Microsoft is keen to better compete with Google
Google has said it finds Microsoft's $44.6bn (£22.65bn) bid to buy rival Yahoo "troubling" and wants regulators to scrutinise the proposed deal.
In a blog, Google said the tie-up could unfairly limit the ability of consumers to freely access competitors' email and instant messaging services.
It said Microsoft had previously sought "to establish proprietary monopolies".
Microsoft made an unsolicited offer for Yahoo on Friday, and Yahoo has said it is considering the proposal.
Steve Ballmer, Microsoft's chief executive, told analysts at a briefing on Monday the proposed takeover would create a "strong number two competitor".
He argued that competition would get fiercer, particularly in the market for online advertising.
"Google's clearly got a dominant position. They've got about 75% of paid search worldwide," Mr Ballmer said.

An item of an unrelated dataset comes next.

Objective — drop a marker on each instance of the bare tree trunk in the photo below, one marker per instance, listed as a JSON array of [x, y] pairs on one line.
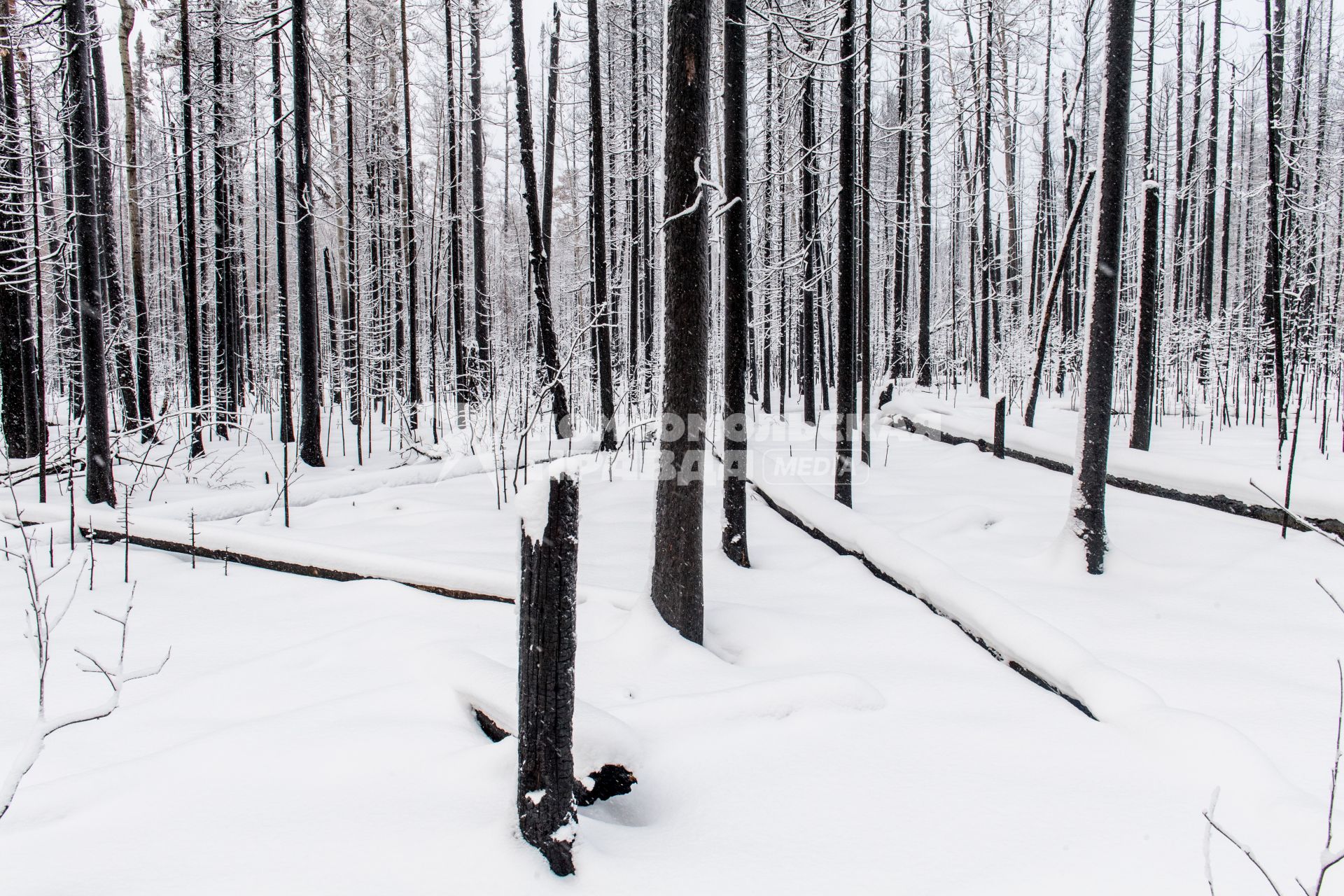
[[1089, 501], [286, 413], [190, 286], [24, 431], [413, 393], [547, 614], [925, 352], [309, 343], [846, 258], [605, 321], [134, 200], [463, 388], [89, 251], [736, 281], [678, 584], [1275, 26], [539, 261], [1145, 351], [479, 284], [806, 332]]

But that view is not held by the top executives at Google.
"Microsoft's hostile bid for Yahoo raises troubling questions," said David Drummond, Google's senior vice president for corporate development and chief legal officer.
"This is about more than simply a financial transaction, one company taking over another. It's about preserving the underlying principles of the internet: openness and innovation," he said in a company blog.
Mr Drummond suggested Microsoft may attempt to exert an "inappropriate... influence" over the internet.
"While the internet rewards competitive innovation, Microsoft has frequently sought to establish proprietary monopolies - and then leverage its dominance into new, adjacent markets," he said.
In 2004 the European Commission fined Microsoft 497m euros for abusing its market dominance, a ruling the US company finally lost on appeal in September last year.
The Commission has since launched two new competition inquiries against Microsoft.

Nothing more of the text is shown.